“After two years of consuming and devouring my every waking hour, this little indie movie is finally done,” wrote the filmmaker. “It was a monster undertaking. I can’t THANK enough the amazing post team of VFX/editorial/sound for working tirelessly around the clock — crazy-long days, 7 days a week, for many many many weeks without a day off — towards making this a unique and beautiful film. Everyone poured their heart and soul into it, and I can’t wait to share this 21st December! In the meantime, I’m gonna go take a really long nap now.”
DC Comics’ lord of the seas is getting his own solo feature in 2018’s Aquaman. Jason Momoa will reprise his superhero role from 2016’s Batman v Superman: Dawn of Justice and 2017’s Justice League for the film, and early reviews offer reason to be optimistic about the movie’s arrival.
Directed by Insidious and Furious 7 filmmaker James Wan, Aquaman follows Arthur Curry (Momoa) as he is forced to reconcile his loyalties to the surface world with his role in the undersea kingdom of Atlantis, which has become increasingly hostile to the humans polluting the oceans. The film’s supporting cast includes Amber Heard, Patrick Wilson, Willem Dafoe, Yahya Abdul-Mateen II, Temuera Morrison, Dolph Lundgren, and Nicole Kidman.
REVIEWS:
Reviews of DC’s “Aquaman” vary between feelings of surprise and disappointment. Some critics are applauding director James Wan’s strong re-imagining of a previously stale character, while others are harping on DC’s inability to stack up against rival Marvel — but most are just relieved the film isn’t an all-out flop.
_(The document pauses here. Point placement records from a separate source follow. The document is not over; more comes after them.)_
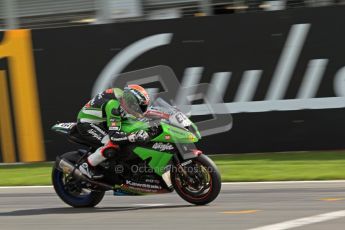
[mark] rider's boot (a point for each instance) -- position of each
(100, 155)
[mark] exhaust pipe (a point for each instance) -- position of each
(68, 168)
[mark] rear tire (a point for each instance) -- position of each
(73, 199)
(211, 189)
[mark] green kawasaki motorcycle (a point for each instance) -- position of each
(170, 161)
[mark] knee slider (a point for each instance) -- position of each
(109, 152)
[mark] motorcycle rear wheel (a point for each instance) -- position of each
(69, 191)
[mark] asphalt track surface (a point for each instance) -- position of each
(239, 206)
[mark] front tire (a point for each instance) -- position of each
(208, 178)
(71, 191)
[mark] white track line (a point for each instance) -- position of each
(303, 221)
(224, 183)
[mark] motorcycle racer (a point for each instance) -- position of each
(99, 122)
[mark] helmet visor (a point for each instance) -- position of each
(132, 106)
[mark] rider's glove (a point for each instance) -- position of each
(139, 136)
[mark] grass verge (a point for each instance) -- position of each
(234, 167)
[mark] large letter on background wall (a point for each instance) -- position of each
(17, 48)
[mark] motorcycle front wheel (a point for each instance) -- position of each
(199, 182)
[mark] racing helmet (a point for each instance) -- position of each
(135, 100)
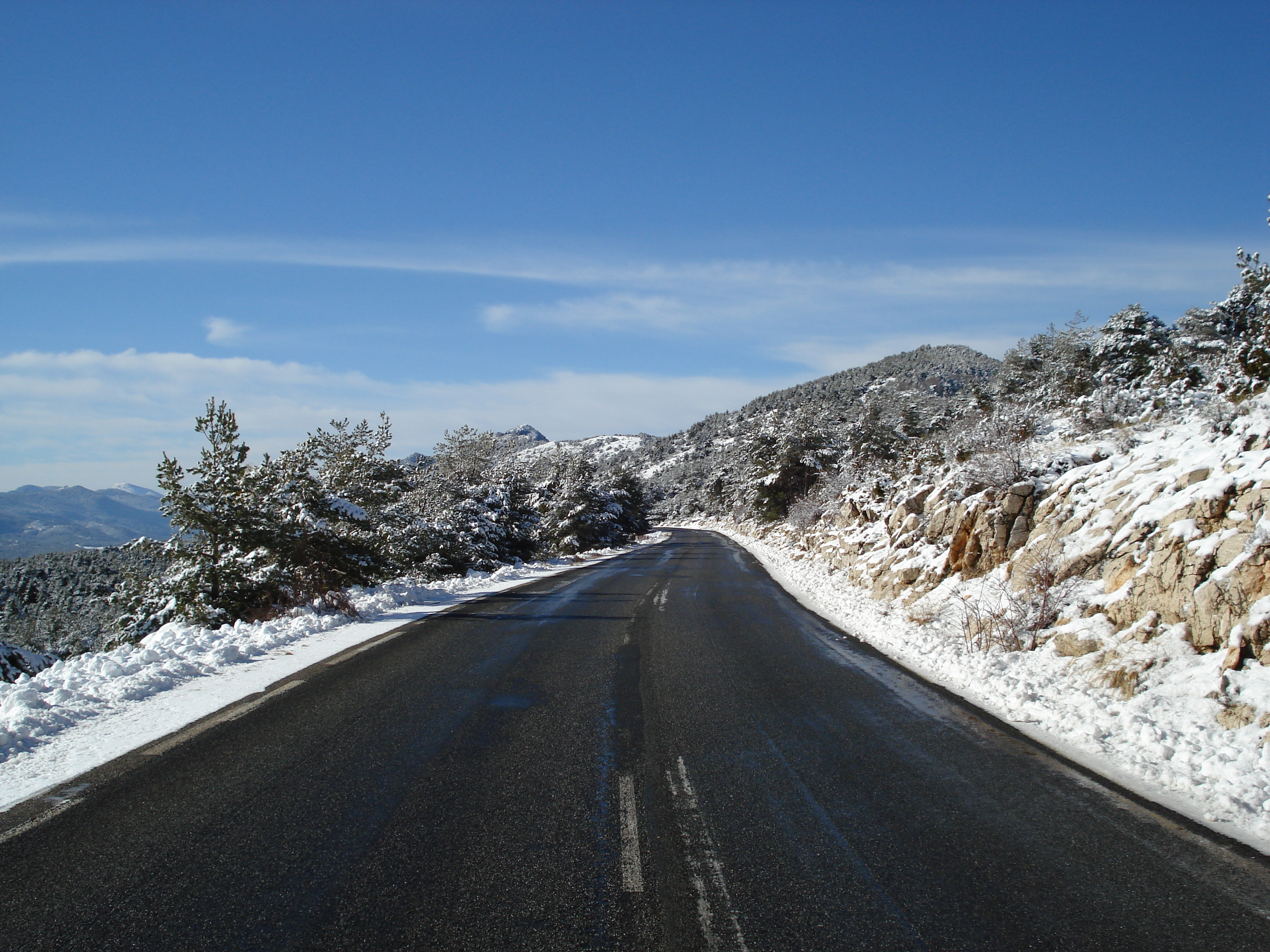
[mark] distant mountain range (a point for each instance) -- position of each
(36, 519)
(680, 469)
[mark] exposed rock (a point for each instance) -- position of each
(1071, 647)
(1236, 716)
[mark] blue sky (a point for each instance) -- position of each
(592, 217)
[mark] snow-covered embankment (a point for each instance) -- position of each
(84, 711)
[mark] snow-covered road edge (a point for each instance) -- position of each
(86, 711)
(854, 611)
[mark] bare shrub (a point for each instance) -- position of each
(999, 450)
(1012, 614)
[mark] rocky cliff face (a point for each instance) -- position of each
(1167, 532)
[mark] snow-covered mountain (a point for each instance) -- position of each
(64, 518)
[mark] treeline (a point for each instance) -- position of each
(793, 461)
(300, 528)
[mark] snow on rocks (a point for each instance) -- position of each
(1158, 668)
(81, 712)
(1166, 739)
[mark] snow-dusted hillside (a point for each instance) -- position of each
(1152, 549)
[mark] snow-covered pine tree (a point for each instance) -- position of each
(1129, 347)
(217, 531)
(1051, 369)
(627, 492)
(318, 544)
(573, 514)
(785, 455)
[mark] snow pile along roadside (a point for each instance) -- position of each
(1163, 740)
(86, 710)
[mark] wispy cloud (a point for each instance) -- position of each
(223, 331)
(1105, 264)
(95, 419)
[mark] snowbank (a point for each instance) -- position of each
(1164, 742)
(84, 711)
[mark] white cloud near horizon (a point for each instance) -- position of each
(635, 286)
(223, 331)
(97, 419)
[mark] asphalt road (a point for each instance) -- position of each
(662, 751)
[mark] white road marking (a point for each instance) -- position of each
(43, 818)
(633, 873)
(223, 719)
(705, 871)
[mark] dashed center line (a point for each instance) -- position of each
(705, 871)
(633, 873)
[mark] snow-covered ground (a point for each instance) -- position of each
(1164, 743)
(84, 711)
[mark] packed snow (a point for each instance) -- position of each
(87, 710)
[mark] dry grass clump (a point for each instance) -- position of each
(922, 614)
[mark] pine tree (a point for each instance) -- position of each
(217, 527)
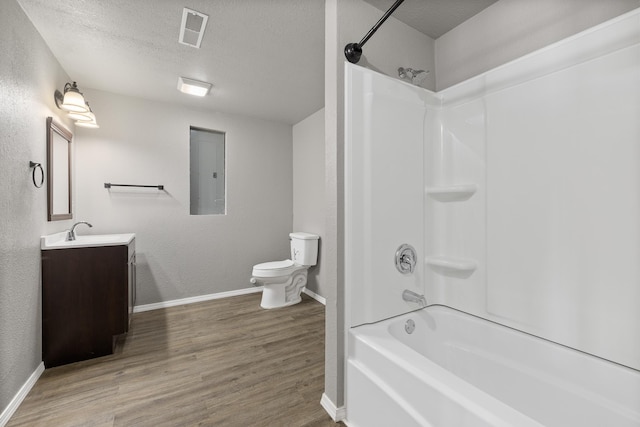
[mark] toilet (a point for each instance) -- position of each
(283, 281)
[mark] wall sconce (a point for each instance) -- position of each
(74, 103)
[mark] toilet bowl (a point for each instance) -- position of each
(283, 281)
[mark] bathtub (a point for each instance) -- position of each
(457, 370)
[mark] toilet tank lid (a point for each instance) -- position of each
(303, 236)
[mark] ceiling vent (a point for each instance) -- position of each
(192, 27)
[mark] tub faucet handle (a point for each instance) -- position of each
(406, 259)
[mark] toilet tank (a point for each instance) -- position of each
(304, 248)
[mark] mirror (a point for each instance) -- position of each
(58, 171)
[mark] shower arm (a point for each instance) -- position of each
(353, 51)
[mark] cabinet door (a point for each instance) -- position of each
(84, 302)
(132, 287)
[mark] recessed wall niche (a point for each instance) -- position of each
(207, 172)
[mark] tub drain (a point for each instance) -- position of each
(410, 326)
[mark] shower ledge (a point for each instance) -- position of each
(452, 193)
(452, 264)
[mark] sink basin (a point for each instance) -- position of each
(58, 240)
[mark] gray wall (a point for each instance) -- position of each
(308, 188)
(181, 255)
(29, 74)
(510, 29)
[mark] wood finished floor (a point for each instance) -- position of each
(217, 363)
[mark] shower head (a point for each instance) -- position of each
(414, 76)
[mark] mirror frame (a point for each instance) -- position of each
(53, 128)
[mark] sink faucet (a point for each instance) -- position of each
(411, 296)
(71, 233)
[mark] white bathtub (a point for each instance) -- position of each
(458, 370)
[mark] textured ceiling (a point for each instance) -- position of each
(434, 17)
(265, 58)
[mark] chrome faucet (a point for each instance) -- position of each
(71, 233)
(411, 296)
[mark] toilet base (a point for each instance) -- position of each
(283, 292)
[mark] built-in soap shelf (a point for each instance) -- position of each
(451, 265)
(452, 193)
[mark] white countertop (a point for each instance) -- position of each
(58, 240)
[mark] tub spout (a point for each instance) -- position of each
(411, 296)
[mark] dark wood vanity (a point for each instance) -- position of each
(88, 294)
There are virtually no qualms about Jason Momoa’s performance, which is widely acknowledged to be a vast improvement on the old Aquaman, who was more akin to “SpongeBob’s” Mermaid Man than a DC hero. The bigger problems, critics say, are its unnecessary length and overstuffed plot.
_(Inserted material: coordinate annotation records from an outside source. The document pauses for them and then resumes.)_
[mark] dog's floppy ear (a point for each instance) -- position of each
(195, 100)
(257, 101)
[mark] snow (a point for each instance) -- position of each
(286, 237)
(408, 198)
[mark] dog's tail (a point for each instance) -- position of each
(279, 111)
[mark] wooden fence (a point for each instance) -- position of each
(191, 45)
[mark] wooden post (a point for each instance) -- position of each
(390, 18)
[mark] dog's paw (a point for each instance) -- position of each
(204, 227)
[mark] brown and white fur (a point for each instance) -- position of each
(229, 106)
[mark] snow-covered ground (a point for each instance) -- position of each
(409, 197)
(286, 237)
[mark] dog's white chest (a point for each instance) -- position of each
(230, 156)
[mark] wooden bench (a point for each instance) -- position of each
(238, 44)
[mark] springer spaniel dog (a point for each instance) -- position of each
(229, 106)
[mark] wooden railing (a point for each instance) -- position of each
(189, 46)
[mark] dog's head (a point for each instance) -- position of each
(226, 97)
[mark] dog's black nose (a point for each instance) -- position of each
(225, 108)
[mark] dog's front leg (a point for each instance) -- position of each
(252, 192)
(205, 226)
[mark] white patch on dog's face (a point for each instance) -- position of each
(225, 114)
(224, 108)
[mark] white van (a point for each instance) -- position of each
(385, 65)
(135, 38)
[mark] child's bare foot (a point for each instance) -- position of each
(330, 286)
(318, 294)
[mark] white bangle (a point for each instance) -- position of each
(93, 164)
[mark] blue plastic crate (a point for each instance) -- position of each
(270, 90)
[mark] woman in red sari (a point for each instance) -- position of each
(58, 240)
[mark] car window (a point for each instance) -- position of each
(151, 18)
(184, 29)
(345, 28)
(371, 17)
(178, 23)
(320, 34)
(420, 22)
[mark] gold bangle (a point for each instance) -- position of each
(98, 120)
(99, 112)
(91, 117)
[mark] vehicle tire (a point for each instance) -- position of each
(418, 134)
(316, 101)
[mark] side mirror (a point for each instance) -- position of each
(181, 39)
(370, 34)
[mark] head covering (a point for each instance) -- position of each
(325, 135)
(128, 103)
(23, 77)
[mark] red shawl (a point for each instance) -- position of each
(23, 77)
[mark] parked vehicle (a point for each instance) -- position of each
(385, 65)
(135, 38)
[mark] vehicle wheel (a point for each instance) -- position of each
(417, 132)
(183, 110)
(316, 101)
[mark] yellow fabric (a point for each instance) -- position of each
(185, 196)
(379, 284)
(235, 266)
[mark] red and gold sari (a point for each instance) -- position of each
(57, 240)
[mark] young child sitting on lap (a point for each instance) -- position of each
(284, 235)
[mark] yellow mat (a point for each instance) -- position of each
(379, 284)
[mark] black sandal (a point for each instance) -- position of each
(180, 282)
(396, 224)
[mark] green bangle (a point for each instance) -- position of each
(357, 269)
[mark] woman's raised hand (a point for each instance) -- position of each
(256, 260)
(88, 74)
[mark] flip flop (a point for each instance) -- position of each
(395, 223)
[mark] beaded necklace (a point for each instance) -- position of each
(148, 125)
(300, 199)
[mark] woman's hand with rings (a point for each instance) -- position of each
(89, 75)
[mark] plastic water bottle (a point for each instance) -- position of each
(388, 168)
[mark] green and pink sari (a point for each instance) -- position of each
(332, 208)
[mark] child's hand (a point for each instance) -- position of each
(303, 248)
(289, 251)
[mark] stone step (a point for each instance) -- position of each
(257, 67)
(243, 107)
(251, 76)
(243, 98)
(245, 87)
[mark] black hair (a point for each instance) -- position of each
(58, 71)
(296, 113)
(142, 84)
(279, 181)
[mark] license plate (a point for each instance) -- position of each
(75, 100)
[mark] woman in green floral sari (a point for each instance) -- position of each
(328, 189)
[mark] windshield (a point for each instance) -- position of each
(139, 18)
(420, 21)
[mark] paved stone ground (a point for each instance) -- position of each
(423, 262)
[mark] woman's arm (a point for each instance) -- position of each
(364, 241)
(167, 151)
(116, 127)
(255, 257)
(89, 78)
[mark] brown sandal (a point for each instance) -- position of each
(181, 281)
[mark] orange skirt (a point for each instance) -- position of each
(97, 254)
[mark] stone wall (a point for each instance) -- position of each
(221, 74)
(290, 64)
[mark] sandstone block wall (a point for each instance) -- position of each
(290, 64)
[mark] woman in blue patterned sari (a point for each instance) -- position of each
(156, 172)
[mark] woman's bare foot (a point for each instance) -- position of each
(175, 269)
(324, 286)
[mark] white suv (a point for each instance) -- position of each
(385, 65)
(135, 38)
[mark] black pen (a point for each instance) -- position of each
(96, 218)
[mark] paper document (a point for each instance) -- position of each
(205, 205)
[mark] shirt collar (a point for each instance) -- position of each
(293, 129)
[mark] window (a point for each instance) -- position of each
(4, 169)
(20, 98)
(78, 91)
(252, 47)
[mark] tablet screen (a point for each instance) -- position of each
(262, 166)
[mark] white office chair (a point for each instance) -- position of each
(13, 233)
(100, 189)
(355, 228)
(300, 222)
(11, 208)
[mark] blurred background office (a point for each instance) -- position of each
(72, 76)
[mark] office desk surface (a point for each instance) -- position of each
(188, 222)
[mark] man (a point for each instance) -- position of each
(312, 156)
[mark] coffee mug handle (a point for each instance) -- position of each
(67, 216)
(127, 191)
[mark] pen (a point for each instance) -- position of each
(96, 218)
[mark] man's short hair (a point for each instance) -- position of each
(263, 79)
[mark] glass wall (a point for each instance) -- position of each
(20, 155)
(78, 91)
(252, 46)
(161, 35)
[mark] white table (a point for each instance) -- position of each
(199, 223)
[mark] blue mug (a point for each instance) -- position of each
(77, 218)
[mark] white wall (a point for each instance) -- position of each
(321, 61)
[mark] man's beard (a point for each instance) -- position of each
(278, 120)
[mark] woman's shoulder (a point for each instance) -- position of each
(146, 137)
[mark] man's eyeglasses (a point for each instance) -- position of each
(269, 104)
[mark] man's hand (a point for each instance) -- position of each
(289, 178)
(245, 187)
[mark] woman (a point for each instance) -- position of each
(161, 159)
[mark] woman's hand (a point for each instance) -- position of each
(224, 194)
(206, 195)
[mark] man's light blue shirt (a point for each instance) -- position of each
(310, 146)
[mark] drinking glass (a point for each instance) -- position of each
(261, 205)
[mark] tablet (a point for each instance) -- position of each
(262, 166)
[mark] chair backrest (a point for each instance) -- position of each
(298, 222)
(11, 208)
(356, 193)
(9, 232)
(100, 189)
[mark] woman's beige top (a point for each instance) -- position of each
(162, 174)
Here’s what critics are saying about “Aquaman,” which hits theaters on Dec. 21:
“Aquaman’ isn’t like the other DC Comics superheroes, so it seems only right that his bigscreen solo show should have a personality all its own — which, in the hands of ‘Furious 7’ director James Wan, it does. Gone is the Aryan-looking Atlantean in green-and-orange spandex, replaced with a bare-chested Hawaiian super-stud with long, shaggy surfer hair and all-over tribal tattoos. After being unveiled to the DC Comics Extended Universe as the scales of ‘Justice League’ last year, Aquaman gets his own adventure, and it’s kind of a shock that it doesn’t suck, but only if you’re willing to sit through two hours of water-logged world-building before the movie finally takes off.”
“With the exception of ‘Wonder Woman’ and ‘The Dark Knight Rises,’ every DC movie of the past decade has suffered Marvel Imitation Syndrome. This unique corporate malady takes a successful formula, darkens the frame, and deadens the story, under the assumption that audiences won’t notice. By those standards, James Wan’s ‘Aquaman’ is a cut above: The ‘Conjuring’ filmmaker abandons the witless mess of ‘Justice League’ to craft a colorful, vibrant ocean fantasy, but the considerable effort to improve on a leaden franchise can only float for so long before familiar baggage sinks its potential. Hobbled by a messy screenplay, paper-thin characters, and a hodgepodge of unimaginative showdowns stretched across bloated running time, ‘Aquaman’ is the latest example of a franchise that keeps chasing its competitor’s tail.”